Nach der Einigung auf eine Waffenruhe mit den USA erklärt Iran, nahezu alle Kriegsziele seien erreicht. Unklar ist noch, wann die Durchfahrt durch die Straße von Hormus wieder für alle Schiffe möglich ist.
In einem Statement erklärt der iranische Nationale Sicherheitsrat, dies sei noch kein Ende des Krieges. Ein solches sei erst erreicht, wenn die Verhandlungen zu einem bindenden Abkommen führten. Bis dahin, heißt es weiter, müsse man Ausdauer und nationale Einheit zeigen.
Die iranische Führung präsentiert die Einigung dennoch als großen Erfolg: “Nahezu alle Kriegsziele wurden erreicht, und Ihre tapferen Söhne haben den Feind in eine beispiellose Hilflosigkeit und eine endgültige Niederlage getrieben.”
Umstrittene zehn Punkte
Grundlage für ein künftiges Friedensabkommen sei der iranische Zehn-Punkte-Plan, so das offizielle Statement. Darin fordert Teheran unter anderem Sicherheitsgarantien, die künftige Angriffe verhindern sollen. Außerdem sollen alle Wirtschaftssanktionen gegen das Land aufgehoben und Reparationszahlungen für die Kriegsschäden geleistet werden.
US-Präsident Donald Trump hatte den iranischen Plan als “Arbeitsgrundlage” für Verhandlungen bezeichnet. Darin sind allerdings auch Forderungen enthalten, denen die USA kaum zustimmen können. So verlangt die iranische Führung beispielsweise den Abzug aller US-Truppen aus der Region. Außerdem will der Iran die dauerhafte Kontrolle über die Straße von Hormus.
Verhandlungen in Pakistan
Die Verhandlungen sollen ab Freitag in der pakistanischen Hauptstadt Islamabad stattfinden. Pakistan hatte in den vergangenen Wochen eine zentrale Rolle als Unterhändler zwischen den USA, Iran und Israel eingenommen.
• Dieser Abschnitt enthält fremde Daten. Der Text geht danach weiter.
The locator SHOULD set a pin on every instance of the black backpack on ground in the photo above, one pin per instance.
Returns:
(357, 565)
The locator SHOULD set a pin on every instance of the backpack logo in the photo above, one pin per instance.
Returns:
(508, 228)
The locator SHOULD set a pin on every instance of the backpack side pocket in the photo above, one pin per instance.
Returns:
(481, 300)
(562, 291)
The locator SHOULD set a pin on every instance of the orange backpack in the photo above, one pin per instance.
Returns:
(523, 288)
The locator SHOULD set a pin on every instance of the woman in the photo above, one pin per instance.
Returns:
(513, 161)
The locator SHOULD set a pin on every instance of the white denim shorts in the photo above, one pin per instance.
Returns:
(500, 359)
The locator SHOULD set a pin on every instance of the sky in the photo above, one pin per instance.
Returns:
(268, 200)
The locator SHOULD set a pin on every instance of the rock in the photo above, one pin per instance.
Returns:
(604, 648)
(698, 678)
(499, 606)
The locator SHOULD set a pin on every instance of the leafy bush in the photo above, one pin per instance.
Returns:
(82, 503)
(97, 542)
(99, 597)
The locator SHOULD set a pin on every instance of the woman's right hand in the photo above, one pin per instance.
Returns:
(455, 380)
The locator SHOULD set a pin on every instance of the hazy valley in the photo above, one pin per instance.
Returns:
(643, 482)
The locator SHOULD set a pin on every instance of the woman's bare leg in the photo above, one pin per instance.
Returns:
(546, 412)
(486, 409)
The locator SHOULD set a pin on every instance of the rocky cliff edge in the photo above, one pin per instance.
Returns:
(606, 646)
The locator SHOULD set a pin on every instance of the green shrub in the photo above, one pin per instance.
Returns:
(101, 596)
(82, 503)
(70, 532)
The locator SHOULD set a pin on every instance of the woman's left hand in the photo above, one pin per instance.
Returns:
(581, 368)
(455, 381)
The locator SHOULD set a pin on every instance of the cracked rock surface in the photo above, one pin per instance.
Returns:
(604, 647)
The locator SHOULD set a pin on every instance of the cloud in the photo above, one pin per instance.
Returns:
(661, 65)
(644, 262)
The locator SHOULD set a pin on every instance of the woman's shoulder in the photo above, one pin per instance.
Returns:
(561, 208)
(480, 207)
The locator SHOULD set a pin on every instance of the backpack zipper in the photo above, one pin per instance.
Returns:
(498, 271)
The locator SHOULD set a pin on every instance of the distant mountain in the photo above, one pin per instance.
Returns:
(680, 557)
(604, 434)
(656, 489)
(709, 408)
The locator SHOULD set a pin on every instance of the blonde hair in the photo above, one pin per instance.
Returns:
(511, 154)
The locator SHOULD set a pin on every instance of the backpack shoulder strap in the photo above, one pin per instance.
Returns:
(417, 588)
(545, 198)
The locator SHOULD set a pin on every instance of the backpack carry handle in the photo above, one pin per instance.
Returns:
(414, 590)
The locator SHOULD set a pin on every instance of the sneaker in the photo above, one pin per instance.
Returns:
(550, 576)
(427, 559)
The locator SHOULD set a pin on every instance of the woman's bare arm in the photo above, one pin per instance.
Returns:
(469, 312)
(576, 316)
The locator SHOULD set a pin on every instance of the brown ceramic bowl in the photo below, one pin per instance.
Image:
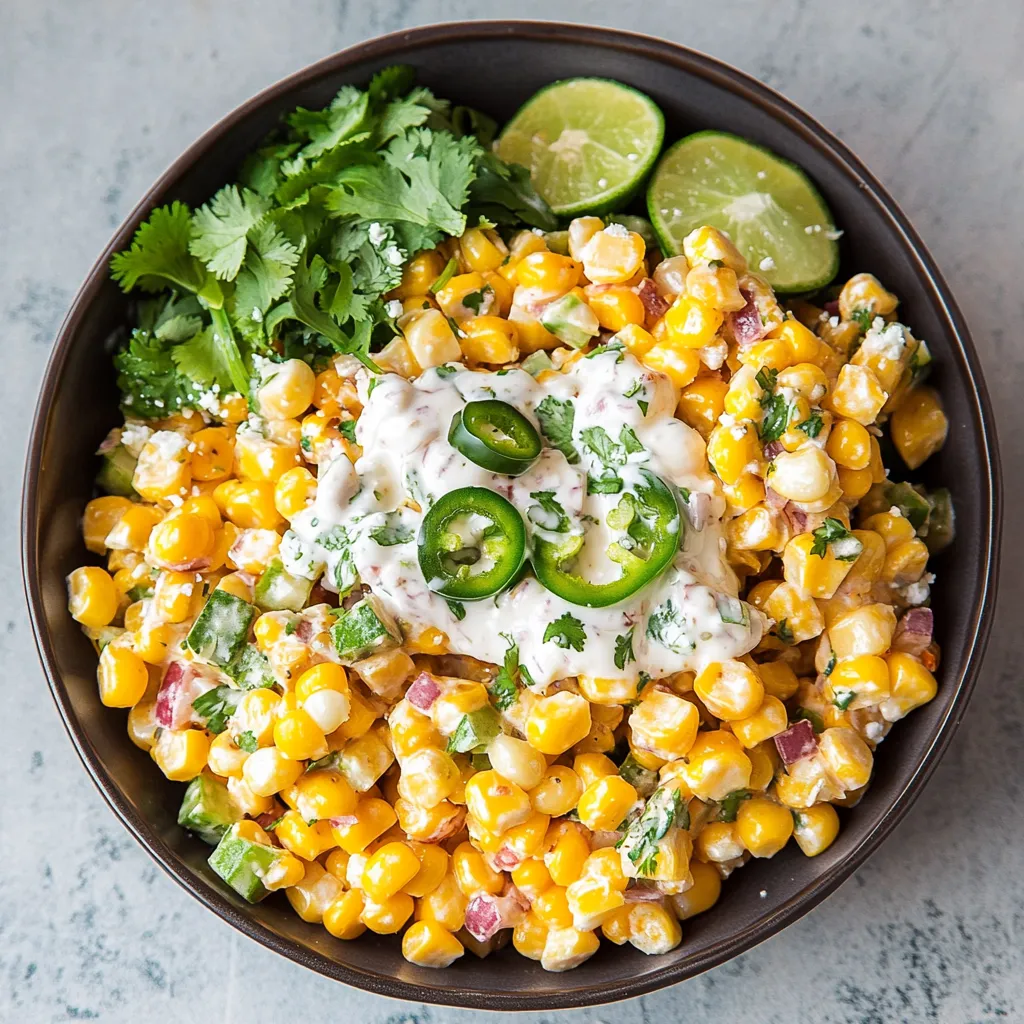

Unklar ist aktuell, wer von iranischer Seite daran teilnimmt. Die Nachrichtenagentur Reuters meldete, dass der Sprecher des Parlaments, Mohammad Bagher Ghalibaf, das Verhandlungsteam leiten solle. Das wurde umgehend über die Nachrichtenagentur Tasnim dementiert, diese Frage sei noch nicht abschließend geklärt.
Die Zusammensetzung der iranischen Delegation könnte Rückschlüsse darauf zulassen, welche Machtverschiebungen der Krieg im Innern des Regimes ausgelöst hat.
Offene Fragen rund um die Straße von Hormus
Bislang gibt es von iranischer Seite keine klare Aussage, wann die Durchfahrt durch die Straße von Hormus wieder für alle Schiffe möglich ist. Die Öffnung der Meerenge ist Teil der Vereinbarung über eine Waffenruhe.
Kurz nach der Einigung auf eine Waffenruhe lag der Schiffsverkehr allerdings nach wie vor nahezu brach. In den vergangenen Wochen konnten immer wieder einzelne Schiffe nach Verhandlungen mit Iran die Schiffsstraße passieren.
In den stark vom Staat kontrollierten iranischen Medien wird die Waffenruhe als Sieg dargestellt. “Der Widerstand habe sich ausgezahlt”, schreibt die Nachrichtenagentur Tasnim, die der Revolutionsgarde nahesteht.
In mehreren Kommentaren und Berichten ist die Rede davon, dass die nationale Einheit auf den Straßen entscheidend zum Erfolg Irans beigetragen habe.
Vereinzelt wird auch Kritik laut. In der Zeitung Kayhan heißt es beispielsweise, der Waffenstillstand sei ein “Geschenk an den Feind”. Unter einem Teil der Hardliner gilt nahezu jedes Abkommen mit den USA oder Israel als Entgegenkommen und Schwäche.
Trauerperiode für Obersten Führer
Es dürfte in den nächsten Tagen auch vermehrt Massenkundgebungen in Iran geben. Am Mittwoch beginnt die offizielle dreitägige Trauerperiode für den getöteten Obersten Führer Ali Chamenei, traditionsgemäß 40 Tage nach dem Tod.
Chamenei war am ersten Kriegstag bei einem Angriff gestorben. Bereits in der Nacht hatten sich nach der Einigung auf eine Waffenruhe in Teheran Menschen mit iranischen Flaggen und Bildern des Nachfolgers, Chameneis Sohn Modschtaba, versammelt.